Some days it seems like basic capitalization is becoming a thing of the past. With texting, auto-correct, and even intuitive typing in word processing programs, it’s easy to just not bother with a silly little thing like capitalization. I’ve been guilty of rushing through a text and not bothering to check and see if my phone automatically changed the i to I or not.
Typos and all lowercase in texts to your friends is one thing, but when it comes to actual writing (as in a blog post, story, query letter, resume, school paper, etc.) capitalization matters. I’m going to highlight just the basics here. Refer to your style manual of choice (Chicago, AP, etc.) for the finer points of capitalization for things like acronyms, honorary titles for individuals or groups, headings and subheadings in articles, and so forth.
The first word of a sentence
This should be a no-brainer. The first letter of the first word of every sentence should be capitalized, even if the word is “the,” like in this sentence.
Proper names include:
People’s names – Joe, Sue Smith, or yours truly Grace Robinson
Place names – America, New York City, Grand Canyon
Other proper names (brands, stores, organizations, etc.) – the White House, the Blue Angels, Saks Fifth Avenue
In English, the only pronoun that gets regularly capitalized is “I.” This makes English unusual, because in most languages, the first person singular personal pronoun is no different from “he,” “they,” or “you.”
Book, movie, and song titles
The Notebook – as in the Nicholas Sparks novel, or the movie based on his novel. If you’re writing about just a random notebook, it would not be capitalized – unless it’s the first word of the sentence, of course.
“Let it Go” – a perfectly normal phrase, but if you’re referring to the song from Frozen (see, more capitalization), then it now goes in caps.
Other Really Important Words
This is sort of a joke, and sort of not – it mostly depends on context. Unconventional capitalization can be used for humorous effect in a blog post, like this Really Important Post about Capitalization that you’re currently reading. Capitalizing ordinarily non-proper nouns is common in genre fiction like fantasy, such as the One Ring in Tolkien’s Lord of the Rings. “One” and “ring” are common, unimportant words, but in the context of that story, the capitalization lets the reader know that this particular Ring is anything but common.
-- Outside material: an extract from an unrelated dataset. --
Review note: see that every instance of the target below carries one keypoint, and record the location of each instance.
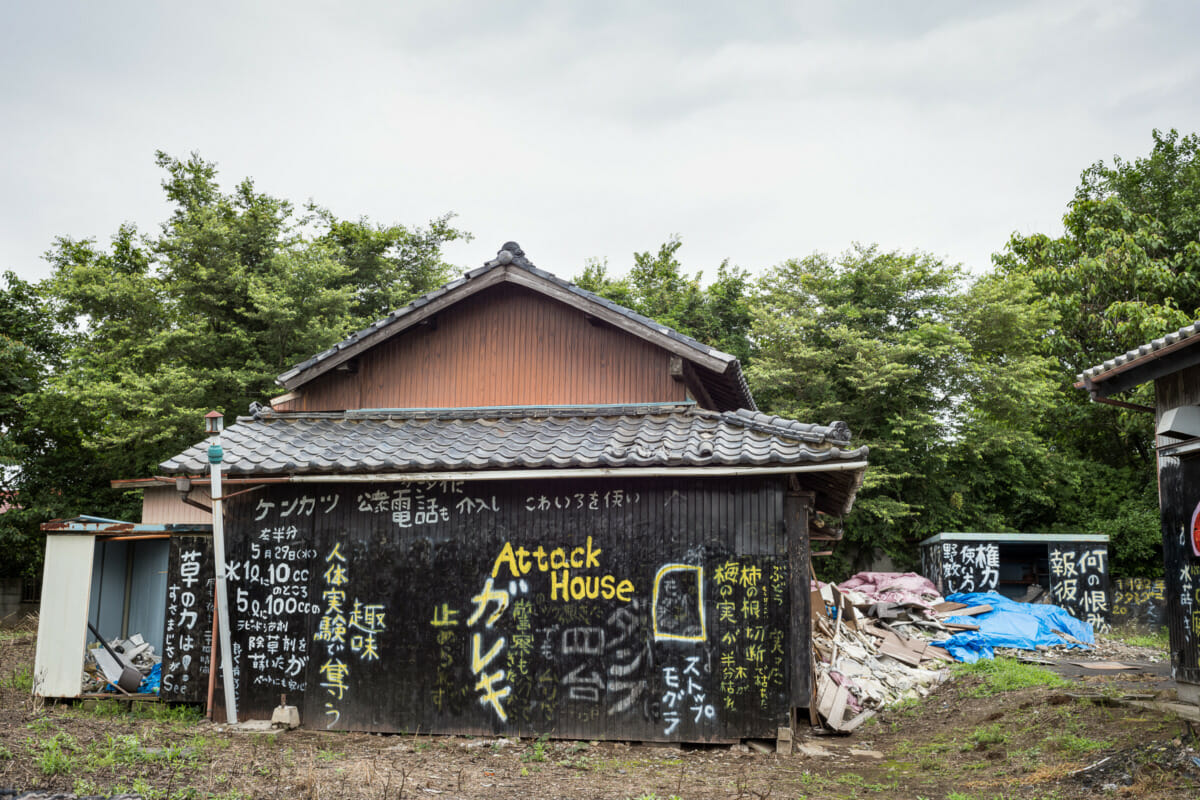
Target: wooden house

One important thing to note, though, about capitalizing ordinary words for emphasis: it’s basically universally agreed that texting or posting on social media IN ALL CAPS is the equivalent of shouting, and should be used sparingly. And by sparingly, I mean putting ONE word in all caps for emphasis, NOT THE ENTIRE BLASTED POST. (That’s my opinion – and widely-agreed-upon internet etiquette).
So there you have it – a few small basic rules of capitalization. As I mentioned, please refer to an actual style guide if you get bogged down with capitalization details. But in the meantime, sticking to these basic rules for school papers and internet posts can help add a little professional polish to your work.